Определяющей в интерпретации Астреи оказалась четвертая эклога Вергилия{126}. После Вергилия классическое предание о Деве Астрее сделалось неотъемлемым элементом имперской символики, обнаруживая себя в поэзии, в искусстве, даже в сценариях и оформлении торжественных королевских выездов{127}.
Среди прославивших Вергилия «Буколик» (39–41 гг. до н.э.) особенно знаменательной была четвертая эклога, трактующая предсказания сивиллы о скором конце старого времени, о грядущем царстве Сатурна, о наступлении золотого века. Картина, нарисованная четвертой эклогой, позднее сделается архетипической для изображения золотого века как в поэзии, так и в живописи. С наступлением новых времен воцарится, по мысли поэта, новое «племя» людей, связанных с поэзией («Уже Аполлон твой над миром владыка»{128}). Невозделанная земля станет приносить колосья, лозы — виноград, а дуб засочится медом. Людской труд будет не нужен, ибо «все всюду земля обеспечит»{129}. Люди познают, что та кое добродетель и справедливость: идея суда и законности повсеместно присутствует в тексте эклоги. Сохранятся и войны, но они будут успешны и великолепны — заданная здесь милитаристская парадигма также окажется актуальна в дальнейшей исторической перспективе.
Вергилий, описывая грядущее наступление золотого века, связывал его приход с появлением Девы (Астреи) и рождением младенца — божественного отрока{130}:
Круг последний настал по вещанью пророчииы Кумской,
Сызнова ныне времен зачинается строй величавый,
Дева грядет к нам опять, грядет Сатурново царство.
Снова с высоких небес посылается новое племя.
К новорожденному будь благосклонна, с которым на смену
Роду железному род золотой по земле расселится{131}.
Сыну Девы предлагается серьезная программа воспитания — от познания мира и «деяний отцов» до культивирования в нем тонких идей и чувствований. Финал эклоги, повествующий о матери, лелеющей ребенка, предвосхищал христианскую традицию изображения Богоматери с младенцем Христом; однако, в соответствии со своим временем, Вергилий поместил идиллическую картину в эпикурейский контекст:
Мальчик, мать узнавай и ей начинай улыбаться, —
Десять месяцев ей принесли страданий немало.
Мальчик, того, кто не знал родительской нежной улыбки.
Трапезой бог не почтит, не допустит на ложе богиня{132}.
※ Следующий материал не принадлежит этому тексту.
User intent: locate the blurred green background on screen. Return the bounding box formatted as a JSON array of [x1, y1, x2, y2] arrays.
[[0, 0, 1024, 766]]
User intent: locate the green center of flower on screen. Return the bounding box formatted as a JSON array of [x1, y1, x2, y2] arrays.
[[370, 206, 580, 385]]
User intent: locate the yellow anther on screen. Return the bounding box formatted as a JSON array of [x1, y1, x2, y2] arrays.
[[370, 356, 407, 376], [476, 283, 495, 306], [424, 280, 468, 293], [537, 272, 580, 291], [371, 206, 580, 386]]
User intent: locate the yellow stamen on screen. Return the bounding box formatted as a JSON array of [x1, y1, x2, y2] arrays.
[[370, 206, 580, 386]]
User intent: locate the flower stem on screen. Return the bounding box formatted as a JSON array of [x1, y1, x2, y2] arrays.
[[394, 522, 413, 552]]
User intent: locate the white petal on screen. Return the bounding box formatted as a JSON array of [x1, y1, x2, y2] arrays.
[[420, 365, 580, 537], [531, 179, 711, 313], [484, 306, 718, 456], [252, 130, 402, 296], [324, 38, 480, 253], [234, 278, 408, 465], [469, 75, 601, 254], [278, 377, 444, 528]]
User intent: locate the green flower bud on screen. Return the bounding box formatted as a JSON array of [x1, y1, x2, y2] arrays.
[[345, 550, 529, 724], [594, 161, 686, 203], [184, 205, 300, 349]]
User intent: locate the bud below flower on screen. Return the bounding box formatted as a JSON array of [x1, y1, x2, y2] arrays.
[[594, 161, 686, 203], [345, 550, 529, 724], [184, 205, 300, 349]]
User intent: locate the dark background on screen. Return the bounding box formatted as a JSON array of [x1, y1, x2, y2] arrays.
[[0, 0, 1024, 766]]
Профетические строки Вергилия о некоторых глобальных симптомах пришествия Сатурнова времени — о погибели Змеи, о стадах, пасущихся в безопасности ото львов, о разлитии правды по всему миру — позднее легко интерпретировались в свете актуальных политических или военных задач европейских монархов. Политический мистицизм, однако, не был исключительно позднейшим «привнесением» в эту буколическую аллегорию. Непосредственным поводом к написанию Вергилием четвертой эклоги послужили два политических бракосочетания (брак Антония с сестрой императора Октавиана и самого Октавиана со Скрибонией). От этих двух союзов ожидались сыновья, которые должны были укрепить мир после едва подавленного мятежа против Октавиана, организованного братом Антония{133}.